Mice, strains and serum samples
Six- to eight-week-old specific pathogen-free female BALB/c mice were purchased from Beijing Vital River Laboratory Animal Technology Company Limited (Beijing, China). PA XN-1 (CCTCC M2015730) was isolated from the sputum of a patient with severe pneumonia at Southwest Hospital in Chongqing, China . Sera were collected from PA-infected convalescent patients and healthy donors. Written informed consent forms (ICFs) were collected from all participants. All animal care and experiments complied with ethical regulations and were approved by the Animal Ethical and Experimental Committee of the Third Military Medical University (No. AMUWEC2020967).
Screening immune-dominant epitopes
After evaluation of the transcriptome results, eight transmembrane proteins with the most significant changes in mRNA levels were selected. The protein information is listed in Additional file 1: Table S1. The structures of PA1777, PA4067, PA0595, PA0958 and PA2398 are from the PDB database, while the structures of PA1178, PA4554 and PA0165 were modeled by SWISS-MODEL and validated by Procheck and QMEAN [19, 20]. Then, PRED-TMBB (http://bioinformatics.biol.uoa.gr/PRED-TMBB/input.jsp) was used to predict the extracellular loops, transmembrane domains and intercellular loops . A total of 54 peptides corresponding to the putative extracellular loop were synthesized and labeled with biotin (Additional file 2: Table S2). Ten serum samples were collected from PA-infected convalescent patients and another ten serum samples were collected from healthy donors. (See Additional file 3: Table S3).
A Luminex-based assay was set up to screen for dominant epitopes. Briefly, 30 μg of streptavidin (Thermo Fisher, Waltham, US) was covalently coupled to 2.5×106 beads according to the manufacturer’s instructions (Luminex, Austin, US). The beads were then incubated with biotin-tagged peptides (2 μg/ml) at 37 °C for 1 h. After washing with phosphate-buffered saline plus 0.1% Tween-20 (PBST), serum samples diluted 1:200 were added and incubated at 37 °C for 1 h. After the removal of the supernatant, the beads were washed with PBST. A phycoerythrin (PE)-labeled goat anti-human secondary antibody (Abcam, Cambridge, UK) at a 1:2500 dilution was added for incubation at 37 °C for 40 min. Finally, the fluorescence intensity of the beads was measured using a Luminex 200 instrument, and the results are expressed as the median fluorescence intensity (MFI). The MFI of beads without peptides was used as a control. Another hundred serum samples from patients recovered from PA infection were collected and used to verify the top 10 dominant epitopes. The methods were the same as those described above.
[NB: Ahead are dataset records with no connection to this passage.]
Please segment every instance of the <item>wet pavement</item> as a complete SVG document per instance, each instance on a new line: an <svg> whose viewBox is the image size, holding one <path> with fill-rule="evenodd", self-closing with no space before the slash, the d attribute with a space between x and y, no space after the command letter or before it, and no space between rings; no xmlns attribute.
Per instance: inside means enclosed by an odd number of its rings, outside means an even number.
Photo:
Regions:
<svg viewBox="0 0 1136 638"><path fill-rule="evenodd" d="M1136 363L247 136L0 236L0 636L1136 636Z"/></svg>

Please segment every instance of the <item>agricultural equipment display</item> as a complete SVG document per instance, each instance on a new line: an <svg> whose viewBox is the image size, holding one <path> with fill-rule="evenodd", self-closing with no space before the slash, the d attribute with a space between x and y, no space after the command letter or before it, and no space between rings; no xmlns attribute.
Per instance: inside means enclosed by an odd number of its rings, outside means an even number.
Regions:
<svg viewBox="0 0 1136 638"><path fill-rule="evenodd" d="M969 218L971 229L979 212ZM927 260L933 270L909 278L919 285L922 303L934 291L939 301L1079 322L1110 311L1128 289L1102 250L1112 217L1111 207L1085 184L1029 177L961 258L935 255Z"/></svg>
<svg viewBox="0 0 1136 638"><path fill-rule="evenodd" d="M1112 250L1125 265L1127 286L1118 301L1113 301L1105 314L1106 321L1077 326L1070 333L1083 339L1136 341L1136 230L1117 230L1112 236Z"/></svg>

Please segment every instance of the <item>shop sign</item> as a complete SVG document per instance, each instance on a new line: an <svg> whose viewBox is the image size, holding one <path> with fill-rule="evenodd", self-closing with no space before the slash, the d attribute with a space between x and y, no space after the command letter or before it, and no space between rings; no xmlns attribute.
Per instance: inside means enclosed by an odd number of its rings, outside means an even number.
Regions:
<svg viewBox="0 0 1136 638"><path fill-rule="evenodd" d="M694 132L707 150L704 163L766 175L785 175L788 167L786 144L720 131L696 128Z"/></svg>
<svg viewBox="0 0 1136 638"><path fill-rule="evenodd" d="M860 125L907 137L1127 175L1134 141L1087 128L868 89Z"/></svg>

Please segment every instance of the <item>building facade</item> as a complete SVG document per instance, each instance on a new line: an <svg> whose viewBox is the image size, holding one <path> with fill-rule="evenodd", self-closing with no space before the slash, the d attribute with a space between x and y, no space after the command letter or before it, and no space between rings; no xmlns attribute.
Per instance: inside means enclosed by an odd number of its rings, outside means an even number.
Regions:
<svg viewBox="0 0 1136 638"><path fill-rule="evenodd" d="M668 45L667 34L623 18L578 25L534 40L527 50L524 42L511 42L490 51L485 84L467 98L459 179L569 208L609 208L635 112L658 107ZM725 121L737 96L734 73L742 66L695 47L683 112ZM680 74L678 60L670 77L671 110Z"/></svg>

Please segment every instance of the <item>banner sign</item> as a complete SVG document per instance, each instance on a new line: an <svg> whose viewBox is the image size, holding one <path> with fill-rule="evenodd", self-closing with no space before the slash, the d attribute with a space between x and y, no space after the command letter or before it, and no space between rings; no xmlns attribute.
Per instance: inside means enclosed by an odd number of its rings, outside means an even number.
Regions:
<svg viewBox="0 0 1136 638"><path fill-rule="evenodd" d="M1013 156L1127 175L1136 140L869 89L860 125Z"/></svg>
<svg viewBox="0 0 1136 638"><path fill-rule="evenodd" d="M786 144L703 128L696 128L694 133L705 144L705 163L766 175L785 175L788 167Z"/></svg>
To evaluate the immunogenicity of the eight peptides (PA4554 D148-T172, PA4554 C167-W193, PA0958 A200-Q235, PA2398 T302-V331, PA2398 F636-G672, PA2398 K694-Q712, PA2398 Q737-K754, PA0165 R163-A174) in mice, these peptides were synthesized and conjugated to KLH (keyhole limpet hemocyanin) (Sigma, Milwaukee, US). The peptide–KLH conjugates formulated with the adjuvant Al(OH)3 were used for intramuscular immunization of BALB/c mice on day 0, day 14 and day 21. The injection volume for each animal was 500 μl, and each injection contained 100 μg of the conjugated preparation and 500 µg of Al(OH)3. PBS and Al(OH)3 were used as controls. Blood was collected via the tail vein seven days after the final immunization, and serum was isolated and stored at − 80 °C.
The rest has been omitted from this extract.